Courts have occasionally struggled with newfangled technologies. Consider the player piano, a machine that takes rolls of paper as input. The rolls are sheet music in which notes are punched holes rather than written symbols. A publisher of sheet music once sued a piano-roll manufacturer, claiming it was making and selling illegal copies. The case went all the way to the Supreme Court, which in 1908 decided the rolls weren’t copies, just part of the player piano’s “machinery.” In hindsight, the decision makes little sense. It’s like saying a DVD isn’t a copy of a film because it’s a digital rather than analog encoding of the sound and images.

The decision was rendered moot by the Copyright Act of 1909, which said that makers of piano rolls did owe royalties. But, as Grimmelmann told me, arcane technologies of reproduction can be deceptive. They can seem magical or incomprehensible, disconnected from the intellectual property that powers them.

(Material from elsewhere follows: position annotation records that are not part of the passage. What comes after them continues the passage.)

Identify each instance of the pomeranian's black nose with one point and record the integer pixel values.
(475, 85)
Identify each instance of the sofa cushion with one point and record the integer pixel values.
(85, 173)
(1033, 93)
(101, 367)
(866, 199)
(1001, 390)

[Read: Welcome to a world without endings]

Some people wonder whether copyright law, fundamentally unchanged since the late 1700s, can handle generative AI. Its basic unit is the “copy,” a concept that’s felt like a poor fit for modernity since the launch of music and video streaming in the 1990s. Might generative AI finally bend copyright past the breaking point? I spoke about this with William Patry, a former senior official at the U.S. Copyright Office, whose treatises on copyright are among the most frequently cited by federal courts, and who was also a senior copyright counsel at Google during the Authors Guild litigation. “I wrote laws for a living for seven years,” he told me. “It’s not easy.” New technologies frequently come along that threaten to upend legal regimes and social norms, he said, but the law can’t constantly change to accommodate them.

The language of copyright can seem frustratingly out of date, but good laws probably need to be this way. They have to be stable, so we know what to expect, and also dynamic, “in the sense of having play in the joints,” Patry, the author of a book called How to Fix Copyright, said. He’s critical of certain aspects of the law, but he doubts AI will be the technology to finally break it.

Instead, he said, judges may be cautious with their decisions. A blanket ruling about AI training is unlikely. Instead of saying “AI training is fair use,” judges might decide that it’s fair to train certain AI products but not others, depending on what features a product has or how often it quotes from its training data. We could also end up with different rules for commercial and noncommercial AI systems. Grimmelmann told me that judges might even consider tangential factors, such as whether a defendant has been developing its AI products responsibly or recklessly. In any case, judges face difficult decisions. As Bibas admitted, “Deciding whether the public’s interest is better served by protecting a creator or a copier is perilous, and an uncomfortable position for a court.”

Generative AI could not compensate for the loss of novels, investigative journalism, and deeply researched nonfiction. As a technology that makes statistical predictions based on the data it has encountered, it can produce only knockoffs of what’s come before. As the dominant mode of creativity, it would stop a culture in its tracks. If human authors aren’t motivated to write and publish works that move us, help us empathize, and take us to imaginary places that shift our perspective and help us see the world more clearly, we will simply have a culture without those things. Generative AI might offer synthetic reminders of what came before, but can it help us build for the future?